But what they should have said was "since all the available evidence says there is no risk, you can not legally be held liable for any damage which later arises".
Once the general medical opinion is that there is likely to be a specific risk from phone masts which does not exist in mobile phones in general, the question of liability would arise.
Remember that whilst a million watt transmitter might put out enough energy to boil an egg, your 1 watt phone is never going to put out enough energy to make your head explode. Your brain uses about 25 watts itself even on standby.
Anyway, I think your sums are a bit misleading. Your brain might conceivably present enough solid angle to your mobile phone to absorb some significant fraction of your phone's output, but it isn't going to be more than 50%. At a rough guess I'd expect it to be nearer 20-30%, assuming your brain absorbs every microwave that hits it (which it won't or it'd be hell to get a signal). Let's ignore that though, as this proportion will cancel out later.
At 10 metres, assuming your brain presents 0.05 square metres (about half a square foot - quite an overestimate, probably, but maybe the right order of magnitude) and absorbs every microwave that hits it you'll get 4x10^-5 of the mast's output. Equivalent mast power to give the same dose as your mobile - 25 kW.
Do twiddle the numbers as much as you like, but I don't think you'll get up to needing a megawatt transmitter.
1 phone generates ~1 watt of power If you assume ~50 coverage yuo get half a watt.
To get half a watt of power at 10m would involve a power output of .5/.00004=12.5kW
HOWEVER what you're failing to realise is that the power from your phone is concentrated in a small area: the 1-2cm^2 around the ear, probably. That means that to get the same power-area ratio you need to jiggle the figures a bit:
0.0004m^2 / 1256.63m^2=3.18x10^-7
To get half a watt of power at 10m would involve a power output of .5/3.18x10^-7, or 1.6MW.
If it turned out that network operators had definite proof of a significant health hazard and concealed it then they would be liable, but not otherwise I suspect.
Of course, living on-board a ship with constant thrum-thrum from the generators vibrating through the decks, bulkheads and deckheads along with the uncertainty of not knowing if you were going to be boarded by Police, Customs, River Authorities et.al and the motion of riding-to-anchor didn't have any effect ... .
You get rental if you own the actual property -- I think it's a similar figure -- but of course you get zilch compensation if you just live next to it.
Hmmmm...I'm not sure that relying on "general medical opinion" would be enough.
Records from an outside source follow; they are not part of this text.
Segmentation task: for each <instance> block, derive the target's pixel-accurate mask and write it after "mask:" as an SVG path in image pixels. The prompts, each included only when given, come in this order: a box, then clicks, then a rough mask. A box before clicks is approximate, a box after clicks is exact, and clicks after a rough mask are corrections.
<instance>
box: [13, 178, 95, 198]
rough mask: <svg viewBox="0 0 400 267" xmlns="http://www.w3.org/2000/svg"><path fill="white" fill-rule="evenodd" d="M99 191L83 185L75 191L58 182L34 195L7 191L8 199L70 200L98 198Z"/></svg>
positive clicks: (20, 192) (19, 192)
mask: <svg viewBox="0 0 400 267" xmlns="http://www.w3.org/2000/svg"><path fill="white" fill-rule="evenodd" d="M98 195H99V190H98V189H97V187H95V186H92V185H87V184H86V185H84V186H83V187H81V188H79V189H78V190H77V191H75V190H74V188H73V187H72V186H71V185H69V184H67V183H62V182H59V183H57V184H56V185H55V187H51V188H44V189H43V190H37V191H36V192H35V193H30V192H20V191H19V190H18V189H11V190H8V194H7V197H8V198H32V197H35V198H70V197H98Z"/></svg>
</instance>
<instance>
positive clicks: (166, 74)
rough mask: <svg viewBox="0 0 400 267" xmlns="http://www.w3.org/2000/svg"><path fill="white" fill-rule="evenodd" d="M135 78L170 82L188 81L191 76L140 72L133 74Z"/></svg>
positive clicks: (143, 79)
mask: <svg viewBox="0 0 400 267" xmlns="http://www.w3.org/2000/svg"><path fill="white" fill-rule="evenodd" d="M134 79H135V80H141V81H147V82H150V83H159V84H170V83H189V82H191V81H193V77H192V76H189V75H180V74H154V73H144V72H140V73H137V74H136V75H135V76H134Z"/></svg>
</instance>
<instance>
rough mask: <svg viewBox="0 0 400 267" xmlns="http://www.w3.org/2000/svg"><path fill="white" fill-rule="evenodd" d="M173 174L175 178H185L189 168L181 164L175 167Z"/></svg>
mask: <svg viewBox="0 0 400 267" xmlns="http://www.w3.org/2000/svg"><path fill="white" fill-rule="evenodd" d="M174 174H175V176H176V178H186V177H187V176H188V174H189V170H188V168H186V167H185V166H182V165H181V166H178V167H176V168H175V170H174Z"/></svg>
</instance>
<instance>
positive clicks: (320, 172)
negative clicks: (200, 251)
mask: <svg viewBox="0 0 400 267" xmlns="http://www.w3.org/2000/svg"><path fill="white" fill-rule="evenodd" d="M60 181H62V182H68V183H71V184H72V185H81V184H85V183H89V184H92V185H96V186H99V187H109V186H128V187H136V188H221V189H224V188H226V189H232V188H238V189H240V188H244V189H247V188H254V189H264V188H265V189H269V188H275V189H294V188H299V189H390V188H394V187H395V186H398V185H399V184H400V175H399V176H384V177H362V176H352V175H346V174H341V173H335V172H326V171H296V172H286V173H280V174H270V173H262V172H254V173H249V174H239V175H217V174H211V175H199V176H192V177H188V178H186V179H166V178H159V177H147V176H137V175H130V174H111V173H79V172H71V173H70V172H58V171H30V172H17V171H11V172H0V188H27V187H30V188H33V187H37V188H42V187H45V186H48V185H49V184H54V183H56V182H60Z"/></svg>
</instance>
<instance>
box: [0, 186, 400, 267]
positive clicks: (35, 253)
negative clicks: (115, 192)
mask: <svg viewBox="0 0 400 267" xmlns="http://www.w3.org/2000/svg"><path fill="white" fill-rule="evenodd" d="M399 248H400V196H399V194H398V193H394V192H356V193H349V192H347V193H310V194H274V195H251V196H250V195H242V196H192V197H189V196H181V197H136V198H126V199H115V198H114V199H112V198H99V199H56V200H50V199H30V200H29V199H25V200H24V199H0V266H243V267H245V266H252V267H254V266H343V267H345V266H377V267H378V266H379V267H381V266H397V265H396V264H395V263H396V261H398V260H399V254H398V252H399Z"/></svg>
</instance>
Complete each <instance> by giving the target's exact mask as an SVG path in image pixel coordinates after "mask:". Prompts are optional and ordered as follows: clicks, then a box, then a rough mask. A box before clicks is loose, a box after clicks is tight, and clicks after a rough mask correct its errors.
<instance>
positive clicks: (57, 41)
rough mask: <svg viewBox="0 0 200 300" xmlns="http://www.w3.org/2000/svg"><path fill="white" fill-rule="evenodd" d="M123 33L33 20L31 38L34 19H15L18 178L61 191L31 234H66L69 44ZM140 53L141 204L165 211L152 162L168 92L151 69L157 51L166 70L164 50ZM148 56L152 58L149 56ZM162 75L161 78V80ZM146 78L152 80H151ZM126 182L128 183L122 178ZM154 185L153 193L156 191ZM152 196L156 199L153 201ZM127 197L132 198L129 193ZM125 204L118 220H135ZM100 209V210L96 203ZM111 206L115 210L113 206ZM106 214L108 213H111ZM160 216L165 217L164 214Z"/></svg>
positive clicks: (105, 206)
I think the available evidence does not say "there is no risk": it says, rather, "we can find no evidence of risk" -- which in legal liability terms is, I think, substantially different.
Moreover, AIUI, most TETRA base stations transmit in all time-slots, whether carrying traffic or not, with the result that the RF envelope is continuous. So those railing at 'masts' haven't even got their facts right, and if there is a problem (which I agree is most unlikely) it will again lie at the mobile station end.
With the scientific method it's impossible to prove a negative. So I'm afraid it will never be possible to scientifically prove that an Elephant will not fall on your head, only that it's unlikely.
That gives me an idea ... let's start a public panic about the risk of falling Elephants, we could siphon-off 10% of the Cancer research budget to try to prove that there was zero risk of being squashed by an Elephant. We (the researchers) would not be able to prove that it couldn't happen so would have research finding for ever more. Somebody might even design and sell a mouse-like device to detect dangerous Elephants.
And much of that ends up as heat. Perhaps we should be worrying about the effects of 25 watt human heads making quarter watt phones (GSM mobiles don't put out anything like one watt) overheat.
Nothing to do with the long hours they worked, the constant noise of the generators, the pitching of the moored ships, the smoking and boozing, the crap diet, the total lack of facilities for exercise...?
No, of course not: you have the results of the study of a control group of pirate DJs who thought they were doing the same, but the transmitter was switched off. You must have, or you'd not have posted such a comment.